Local tip: Rooftops have minimum spends and dress codes. Do one rooftop for the photo, then go where the locals actually drink — the alley bars are cheaper, friendlier, and you won't be fighting for railing space.
Day Trip: A Water Town Done Right
The classic escape is a water town (水乡). The easy answer is Zhujiajiao (朱家角) — and here it actually wins on logistics: take Metro Line 17 straight to Zhujiajiao station, ~1 hour, and the old town is free to enter (only gardens like Kezhi Yuan charge).

If you want quieter and have a full day, Xitang (西塘) or Nanxun (南浔) are calmer and less commercial than Zhouzhuang — but they need a coach/train, not the metro.

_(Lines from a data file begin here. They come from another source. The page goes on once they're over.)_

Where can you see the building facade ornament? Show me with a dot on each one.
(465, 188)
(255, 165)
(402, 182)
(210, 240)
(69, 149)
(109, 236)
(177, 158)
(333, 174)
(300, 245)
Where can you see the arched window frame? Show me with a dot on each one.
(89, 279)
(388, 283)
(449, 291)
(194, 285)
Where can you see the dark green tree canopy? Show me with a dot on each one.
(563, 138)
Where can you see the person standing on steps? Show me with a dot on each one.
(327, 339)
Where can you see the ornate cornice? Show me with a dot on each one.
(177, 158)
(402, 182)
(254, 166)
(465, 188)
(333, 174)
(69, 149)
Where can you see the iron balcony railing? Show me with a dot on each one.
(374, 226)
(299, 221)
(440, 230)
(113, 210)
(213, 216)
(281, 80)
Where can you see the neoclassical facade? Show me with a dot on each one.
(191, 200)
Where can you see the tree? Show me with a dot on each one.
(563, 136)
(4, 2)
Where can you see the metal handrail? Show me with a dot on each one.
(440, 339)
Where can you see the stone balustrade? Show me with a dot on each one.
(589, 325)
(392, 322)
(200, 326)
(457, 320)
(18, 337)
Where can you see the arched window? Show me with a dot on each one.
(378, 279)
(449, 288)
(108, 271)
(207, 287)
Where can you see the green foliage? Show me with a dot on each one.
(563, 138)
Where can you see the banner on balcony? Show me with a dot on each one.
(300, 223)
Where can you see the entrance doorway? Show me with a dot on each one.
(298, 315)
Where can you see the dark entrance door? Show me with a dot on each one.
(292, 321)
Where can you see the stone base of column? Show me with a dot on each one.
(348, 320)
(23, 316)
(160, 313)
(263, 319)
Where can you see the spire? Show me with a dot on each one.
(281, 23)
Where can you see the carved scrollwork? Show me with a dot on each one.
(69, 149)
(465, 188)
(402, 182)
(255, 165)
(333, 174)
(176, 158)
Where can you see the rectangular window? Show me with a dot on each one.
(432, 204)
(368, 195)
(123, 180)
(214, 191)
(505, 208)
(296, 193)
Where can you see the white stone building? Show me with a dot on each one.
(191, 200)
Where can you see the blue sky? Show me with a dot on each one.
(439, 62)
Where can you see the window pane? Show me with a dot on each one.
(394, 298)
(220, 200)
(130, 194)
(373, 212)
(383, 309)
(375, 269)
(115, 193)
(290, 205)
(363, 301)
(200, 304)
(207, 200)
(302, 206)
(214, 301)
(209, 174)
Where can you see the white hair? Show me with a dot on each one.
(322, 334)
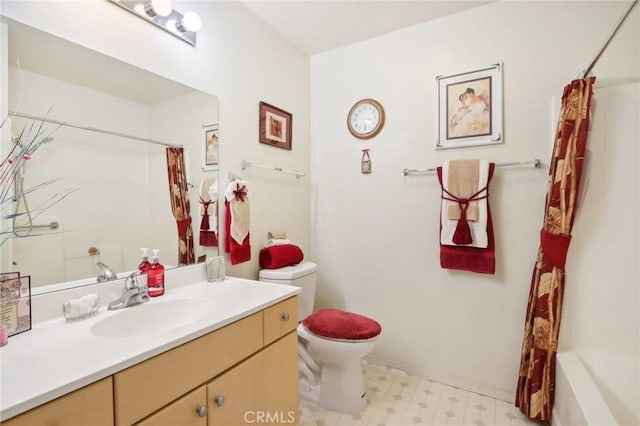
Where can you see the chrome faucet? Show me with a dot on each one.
(134, 293)
(106, 273)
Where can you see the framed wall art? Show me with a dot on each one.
(210, 147)
(470, 108)
(275, 126)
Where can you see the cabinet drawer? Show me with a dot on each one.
(144, 388)
(91, 405)
(280, 319)
(183, 412)
(261, 390)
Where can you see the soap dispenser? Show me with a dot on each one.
(155, 280)
(145, 265)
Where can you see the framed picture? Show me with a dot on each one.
(210, 147)
(470, 108)
(275, 126)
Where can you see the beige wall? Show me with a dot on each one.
(376, 236)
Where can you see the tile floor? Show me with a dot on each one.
(399, 399)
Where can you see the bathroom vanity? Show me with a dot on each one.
(231, 364)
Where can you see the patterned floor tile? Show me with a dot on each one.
(396, 398)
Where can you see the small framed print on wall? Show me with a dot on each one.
(210, 148)
(275, 126)
(470, 108)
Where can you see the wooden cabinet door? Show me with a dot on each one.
(190, 410)
(91, 405)
(261, 390)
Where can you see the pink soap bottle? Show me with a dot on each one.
(145, 265)
(155, 279)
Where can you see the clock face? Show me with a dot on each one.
(366, 118)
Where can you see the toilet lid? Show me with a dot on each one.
(337, 324)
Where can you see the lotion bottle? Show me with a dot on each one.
(155, 280)
(145, 265)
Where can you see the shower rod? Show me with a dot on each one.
(586, 72)
(92, 129)
(535, 163)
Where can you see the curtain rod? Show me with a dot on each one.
(535, 163)
(92, 129)
(606, 44)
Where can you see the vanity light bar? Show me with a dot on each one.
(175, 23)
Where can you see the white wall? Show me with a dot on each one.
(239, 59)
(376, 236)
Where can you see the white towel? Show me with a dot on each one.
(239, 210)
(277, 242)
(479, 227)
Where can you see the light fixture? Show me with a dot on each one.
(161, 14)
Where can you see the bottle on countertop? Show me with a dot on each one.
(155, 276)
(145, 265)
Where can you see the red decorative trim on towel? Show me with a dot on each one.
(238, 253)
(240, 192)
(208, 237)
(462, 235)
(472, 259)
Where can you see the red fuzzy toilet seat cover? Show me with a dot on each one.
(337, 324)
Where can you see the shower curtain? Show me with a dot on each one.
(179, 194)
(536, 379)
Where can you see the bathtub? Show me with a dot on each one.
(586, 398)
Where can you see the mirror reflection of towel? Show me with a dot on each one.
(237, 242)
(209, 212)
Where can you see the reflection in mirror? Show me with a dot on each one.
(115, 196)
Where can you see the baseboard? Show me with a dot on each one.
(445, 379)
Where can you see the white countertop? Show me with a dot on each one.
(56, 357)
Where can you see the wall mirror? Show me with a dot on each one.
(111, 192)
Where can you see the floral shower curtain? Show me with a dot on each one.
(536, 379)
(179, 194)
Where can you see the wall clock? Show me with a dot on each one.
(365, 119)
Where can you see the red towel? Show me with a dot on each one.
(473, 259)
(280, 256)
(238, 253)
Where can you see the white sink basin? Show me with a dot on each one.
(152, 317)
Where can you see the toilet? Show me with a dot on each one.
(331, 344)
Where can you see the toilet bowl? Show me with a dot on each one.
(331, 343)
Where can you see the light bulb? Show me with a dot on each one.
(158, 7)
(189, 22)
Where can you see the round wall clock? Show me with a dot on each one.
(365, 119)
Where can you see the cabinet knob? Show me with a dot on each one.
(202, 411)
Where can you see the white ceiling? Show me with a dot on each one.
(321, 25)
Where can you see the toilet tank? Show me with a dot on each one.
(302, 275)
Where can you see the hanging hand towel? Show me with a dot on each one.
(464, 203)
(279, 256)
(466, 228)
(236, 241)
(209, 212)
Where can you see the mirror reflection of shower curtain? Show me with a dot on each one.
(180, 205)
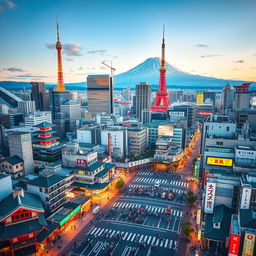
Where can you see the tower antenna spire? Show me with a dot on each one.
(58, 32)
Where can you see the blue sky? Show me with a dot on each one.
(212, 38)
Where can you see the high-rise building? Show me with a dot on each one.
(37, 118)
(242, 97)
(143, 98)
(27, 107)
(21, 146)
(100, 94)
(40, 96)
(56, 100)
(162, 101)
(227, 97)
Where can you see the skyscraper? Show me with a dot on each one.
(21, 146)
(40, 96)
(100, 94)
(227, 97)
(162, 101)
(143, 98)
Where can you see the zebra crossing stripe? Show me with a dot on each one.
(129, 236)
(93, 231)
(133, 237)
(141, 238)
(112, 233)
(125, 235)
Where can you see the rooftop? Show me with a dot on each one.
(46, 181)
(11, 204)
(14, 160)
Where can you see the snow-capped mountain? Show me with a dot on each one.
(148, 71)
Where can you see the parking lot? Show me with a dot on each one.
(144, 219)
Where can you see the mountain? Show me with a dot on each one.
(148, 71)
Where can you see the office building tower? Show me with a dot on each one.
(100, 94)
(27, 107)
(56, 100)
(227, 98)
(242, 97)
(20, 145)
(143, 98)
(40, 96)
(37, 118)
(15, 119)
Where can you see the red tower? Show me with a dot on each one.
(162, 101)
(60, 83)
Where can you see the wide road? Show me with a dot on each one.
(137, 221)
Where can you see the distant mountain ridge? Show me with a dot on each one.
(147, 71)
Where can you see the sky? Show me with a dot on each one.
(210, 38)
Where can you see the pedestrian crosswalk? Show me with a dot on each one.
(145, 173)
(177, 191)
(167, 182)
(133, 237)
(154, 209)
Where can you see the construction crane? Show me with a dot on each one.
(111, 68)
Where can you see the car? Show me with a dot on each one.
(157, 184)
(168, 210)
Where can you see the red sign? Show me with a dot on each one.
(204, 113)
(234, 244)
(81, 162)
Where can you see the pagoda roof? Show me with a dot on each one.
(10, 204)
(44, 125)
(22, 228)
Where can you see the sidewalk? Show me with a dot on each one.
(68, 236)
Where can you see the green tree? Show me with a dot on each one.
(187, 228)
(191, 197)
(120, 184)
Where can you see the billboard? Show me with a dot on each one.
(81, 162)
(246, 198)
(209, 197)
(249, 241)
(200, 97)
(164, 130)
(219, 161)
(234, 245)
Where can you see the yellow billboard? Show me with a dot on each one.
(249, 241)
(200, 97)
(219, 161)
(165, 130)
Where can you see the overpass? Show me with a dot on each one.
(9, 98)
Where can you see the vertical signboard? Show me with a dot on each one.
(200, 97)
(246, 198)
(249, 241)
(234, 245)
(209, 197)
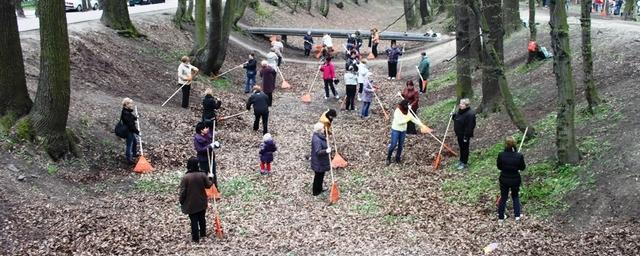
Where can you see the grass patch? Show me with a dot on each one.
(368, 204)
(159, 184)
(544, 183)
(52, 169)
(244, 187)
(443, 81)
(437, 112)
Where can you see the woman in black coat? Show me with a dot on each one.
(510, 163)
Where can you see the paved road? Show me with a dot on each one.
(31, 21)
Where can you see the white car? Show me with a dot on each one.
(77, 5)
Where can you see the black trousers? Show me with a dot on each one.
(393, 68)
(464, 150)
(270, 95)
(328, 84)
(185, 95)
(351, 94)
(265, 120)
(318, 178)
(198, 225)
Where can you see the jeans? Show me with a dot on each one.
(328, 84)
(265, 120)
(318, 178)
(251, 81)
(397, 139)
(365, 109)
(186, 89)
(131, 146)
(393, 68)
(198, 225)
(351, 95)
(504, 195)
(464, 150)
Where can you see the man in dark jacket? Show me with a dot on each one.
(193, 199)
(260, 103)
(320, 157)
(463, 124)
(510, 163)
(268, 75)
(251, 67)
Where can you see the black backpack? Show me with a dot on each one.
(121, 130)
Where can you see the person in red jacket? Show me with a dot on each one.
(328, 75)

Local tip: Go early — be at Zhujiajiao by 9am. By noon the day-trippers arrive. Get a boat ride (摇橹船) through the canals, eat zongzi (粽子) and zha rou (扎肉, braised pork tied in twine), and leave before the crowds peak.
A Perfect Local Weekend


Saturday — Shengjianbao breakfast → Wukang/Anfu lane walk with a "dirty" in hand → Jia Jia xiaolongbao lunch → nap, then Anyi Night Lane market → dinner of local Benbang cuisine (本帮菜, try hong shao rou 红烧肉, soy-braised pork belly) → lane bar on Yongkang.
Sunday — Early Metro Line 17 to Zhujiajiao, boat ride and canal-side lunch → back by mid-afternoon → coffee on Yongkang → sunset cocktail on a Bund rooftop to close it out.
That's Shanghai the way we live it — equal parts grease, caffeine, and plane trees. Text me when you land.